Sumatra – Gagarang Village Organic
Coffee was first brought to Sumatra by the Dutch in the late 1600s and has since played an important role in trade between Europe and Indonesia. The province of Aech has seen much civil unrest over the years and the most recent guerrilla activity, organised under the Free Aech Movement, caused many coffee farmers to abandon their farms. This did stifle trade, but the 2004 Boxing Day earthquake and tsunami, despite the devastation, did provide a silver lining as it focused international attention on Banda Aech. Subsequent aid spotlighted the region and served to bring a relative peace. Now farms are being revitalised with new plantings and pruning, bringing hope to the many small scale farmers.
Our sumatran coffee is grown by a cooperative of 46 farmers from Gegarang Village, located in the hills on the north bank of Lake Tawar close to Takengon, Aech, Northern Sumatra. The village was established in the 1980s as a result of a transmigration programme within Indonesia when Javanese people were offered land in Sumatra to ease overcrowding on the island of Java. The villagers brought their coffee expertise and now grow organic coffee alongside beans and potatoes on plots of around one hecatre.

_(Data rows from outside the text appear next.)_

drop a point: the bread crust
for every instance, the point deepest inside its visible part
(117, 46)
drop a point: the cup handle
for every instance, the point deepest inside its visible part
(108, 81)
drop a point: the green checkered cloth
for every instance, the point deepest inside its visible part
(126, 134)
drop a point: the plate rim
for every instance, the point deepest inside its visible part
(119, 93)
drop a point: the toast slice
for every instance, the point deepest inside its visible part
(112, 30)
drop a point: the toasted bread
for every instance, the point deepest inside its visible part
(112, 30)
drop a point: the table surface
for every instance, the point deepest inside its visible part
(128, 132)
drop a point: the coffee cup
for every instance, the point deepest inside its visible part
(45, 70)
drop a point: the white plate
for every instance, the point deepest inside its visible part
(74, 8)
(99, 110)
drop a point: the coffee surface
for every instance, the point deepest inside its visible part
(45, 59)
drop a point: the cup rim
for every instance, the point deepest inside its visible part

The coffee varietals grown are mainly bourbon and are processed using the unique Sumatran semi-washed process which is sometimes known as ‘wet-hulled’. The ripe coffee is picked, machine hulled on the farm and partly sun dried. Then the parchment is removed to reveal a white-ish coloured bean. This swollen bean is finally patio dried in the sun where it quickly turns the dark green colour unique to Sumatra. It is this process which increases the coffee’s body and imparts the character which makes Sumatran coffees so unique and recognisable. The result from Gegarang Village is an Organic, Fairtrade and now Rainforest Alliance and Utz certified bean with a deep rich body, a tangerine sweetness, complex layered fruit notes and a heavy earthy chocolate finish.